There are many cases where it is necessary to execute the exact same executable code on a plurality of processors and to provide fast memory access to data on a per-processor basis. According to prior art techniques, the executable code is copied for each processing unit instance into physical memory in a different location and executed therefrom, with further allocation for each processing unit storing data memory. In cache-based systems, the repeated copying or instancing of the same instructions into different areas of the memory often results in waste and thrashing of the cache content, thereby lowering performance or requiring larger memories.

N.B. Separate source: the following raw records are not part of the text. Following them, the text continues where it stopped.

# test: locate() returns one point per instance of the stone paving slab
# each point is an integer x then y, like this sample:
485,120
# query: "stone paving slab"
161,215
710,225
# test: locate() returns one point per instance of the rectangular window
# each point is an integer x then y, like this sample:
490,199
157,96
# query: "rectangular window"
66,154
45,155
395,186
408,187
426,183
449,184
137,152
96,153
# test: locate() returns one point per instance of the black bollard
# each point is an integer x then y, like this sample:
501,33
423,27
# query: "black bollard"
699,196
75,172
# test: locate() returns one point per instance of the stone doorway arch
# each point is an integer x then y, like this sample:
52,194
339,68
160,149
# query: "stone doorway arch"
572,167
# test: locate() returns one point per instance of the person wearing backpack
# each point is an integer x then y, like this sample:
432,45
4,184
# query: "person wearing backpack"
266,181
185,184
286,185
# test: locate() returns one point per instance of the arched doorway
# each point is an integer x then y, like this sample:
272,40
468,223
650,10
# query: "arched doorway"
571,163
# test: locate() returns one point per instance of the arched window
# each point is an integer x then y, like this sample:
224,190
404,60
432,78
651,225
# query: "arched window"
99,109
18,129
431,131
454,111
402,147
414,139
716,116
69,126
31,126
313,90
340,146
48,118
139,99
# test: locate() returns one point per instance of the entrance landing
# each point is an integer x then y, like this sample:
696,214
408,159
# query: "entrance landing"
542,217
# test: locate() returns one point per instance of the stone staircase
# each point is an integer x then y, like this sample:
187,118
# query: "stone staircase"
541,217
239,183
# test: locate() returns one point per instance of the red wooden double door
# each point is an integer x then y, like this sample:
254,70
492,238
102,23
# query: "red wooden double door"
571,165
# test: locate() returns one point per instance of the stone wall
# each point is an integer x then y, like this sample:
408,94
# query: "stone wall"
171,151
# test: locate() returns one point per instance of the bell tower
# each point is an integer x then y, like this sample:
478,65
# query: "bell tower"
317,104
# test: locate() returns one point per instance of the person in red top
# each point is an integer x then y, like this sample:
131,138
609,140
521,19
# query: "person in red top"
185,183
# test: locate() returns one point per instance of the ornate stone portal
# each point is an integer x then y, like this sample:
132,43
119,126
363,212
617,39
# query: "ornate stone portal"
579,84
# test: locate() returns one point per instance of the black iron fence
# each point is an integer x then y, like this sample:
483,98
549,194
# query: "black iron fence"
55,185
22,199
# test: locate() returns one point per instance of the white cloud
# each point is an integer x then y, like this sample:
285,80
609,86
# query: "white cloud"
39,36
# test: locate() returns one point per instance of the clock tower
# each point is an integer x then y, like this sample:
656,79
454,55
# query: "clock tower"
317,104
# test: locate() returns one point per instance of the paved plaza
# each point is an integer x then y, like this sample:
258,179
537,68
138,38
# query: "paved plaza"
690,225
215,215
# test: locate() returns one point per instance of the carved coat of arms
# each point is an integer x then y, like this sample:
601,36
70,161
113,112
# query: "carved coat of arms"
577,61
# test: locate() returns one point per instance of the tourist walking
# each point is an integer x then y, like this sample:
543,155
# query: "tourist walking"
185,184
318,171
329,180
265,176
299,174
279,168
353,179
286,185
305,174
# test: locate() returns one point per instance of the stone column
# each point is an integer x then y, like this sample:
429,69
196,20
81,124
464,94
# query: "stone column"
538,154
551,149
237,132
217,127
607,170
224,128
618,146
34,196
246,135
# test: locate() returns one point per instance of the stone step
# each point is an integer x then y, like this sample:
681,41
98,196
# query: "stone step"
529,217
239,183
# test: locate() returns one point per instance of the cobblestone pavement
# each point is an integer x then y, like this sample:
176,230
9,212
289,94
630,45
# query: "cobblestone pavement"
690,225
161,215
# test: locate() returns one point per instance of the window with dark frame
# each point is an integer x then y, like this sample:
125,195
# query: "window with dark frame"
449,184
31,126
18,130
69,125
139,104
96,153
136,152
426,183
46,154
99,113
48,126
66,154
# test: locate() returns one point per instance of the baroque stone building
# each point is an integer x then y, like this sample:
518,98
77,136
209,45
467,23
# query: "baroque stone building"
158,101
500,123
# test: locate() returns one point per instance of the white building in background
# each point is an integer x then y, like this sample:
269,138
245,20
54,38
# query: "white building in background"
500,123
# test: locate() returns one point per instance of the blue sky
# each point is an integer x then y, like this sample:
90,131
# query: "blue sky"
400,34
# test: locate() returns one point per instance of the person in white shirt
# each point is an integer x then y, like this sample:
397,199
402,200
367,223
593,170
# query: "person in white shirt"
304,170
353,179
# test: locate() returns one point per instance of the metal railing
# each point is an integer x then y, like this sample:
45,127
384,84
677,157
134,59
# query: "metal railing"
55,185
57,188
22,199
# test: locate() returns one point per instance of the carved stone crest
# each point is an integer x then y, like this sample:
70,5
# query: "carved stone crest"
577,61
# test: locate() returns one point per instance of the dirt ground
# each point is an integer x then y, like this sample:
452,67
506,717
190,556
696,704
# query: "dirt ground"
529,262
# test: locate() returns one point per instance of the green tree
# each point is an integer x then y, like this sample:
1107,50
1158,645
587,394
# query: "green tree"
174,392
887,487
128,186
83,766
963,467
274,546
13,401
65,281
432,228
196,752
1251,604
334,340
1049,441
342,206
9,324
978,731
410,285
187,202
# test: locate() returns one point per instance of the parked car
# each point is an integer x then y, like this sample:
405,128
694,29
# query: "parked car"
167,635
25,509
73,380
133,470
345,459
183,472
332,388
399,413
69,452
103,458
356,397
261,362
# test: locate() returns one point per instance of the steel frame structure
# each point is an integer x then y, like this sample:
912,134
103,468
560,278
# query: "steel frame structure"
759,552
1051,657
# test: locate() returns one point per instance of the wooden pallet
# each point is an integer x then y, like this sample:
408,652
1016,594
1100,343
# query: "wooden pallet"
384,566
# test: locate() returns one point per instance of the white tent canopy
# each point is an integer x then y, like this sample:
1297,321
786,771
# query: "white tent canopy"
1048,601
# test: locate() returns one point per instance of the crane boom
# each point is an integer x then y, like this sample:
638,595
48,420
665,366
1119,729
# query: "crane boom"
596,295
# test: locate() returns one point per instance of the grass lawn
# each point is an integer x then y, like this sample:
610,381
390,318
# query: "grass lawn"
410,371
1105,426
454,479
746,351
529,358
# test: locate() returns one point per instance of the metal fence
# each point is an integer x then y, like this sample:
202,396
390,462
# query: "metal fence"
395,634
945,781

In the Intel® IA-32e and Advanced Micro Devices® (AMD) 64-bit processors' architectures, the legacy GS register (which is used for segmentation addressing in 32-bit mode) is retained in vestigial form for use as an extra base pointer to operating system structures in 64-bit addressing space. The fast access to per-processor structure is possible with the use of the new kernel GS register and a “swapgs” instruction. This allows to somewhat overcome the problems discussed above with regard to the copying of the code. However, if GS and/or kernel GS registers are in use by a guest operating system of a virtual machine (VM), these registers cannot be used by the hypervisor's code to access the per-processor structures of the hypervisor itself.
A guest operating system (or simply “guest”) is an operating system that is installed on a virtual machine in addition to the host (main) operating system running on the hardware system. A guest is controlled by a hypervisor. The hypervisor presents to the guest a virtual operating platform and manages the execution of the guest. Multiple instances of operating systems may share the virtualized hardware resources. In full virtualization architecture, the hypervisor sufficiently simulates the hardware on which the guest executes, such that no modification is required to the guest. Another virtualized environment is para-virtualization in which a software interface is used to allow the handling and modifying of the guest.
Regardless of the virtualization environment, or otherwise, current solutions for support execution of the same portions of code by multiple processors requires either copying of the code, or does not allow sharing of the GS registers.
It would be therefore advantageous to provide a solution that overcomes the deficiencies of the prior art.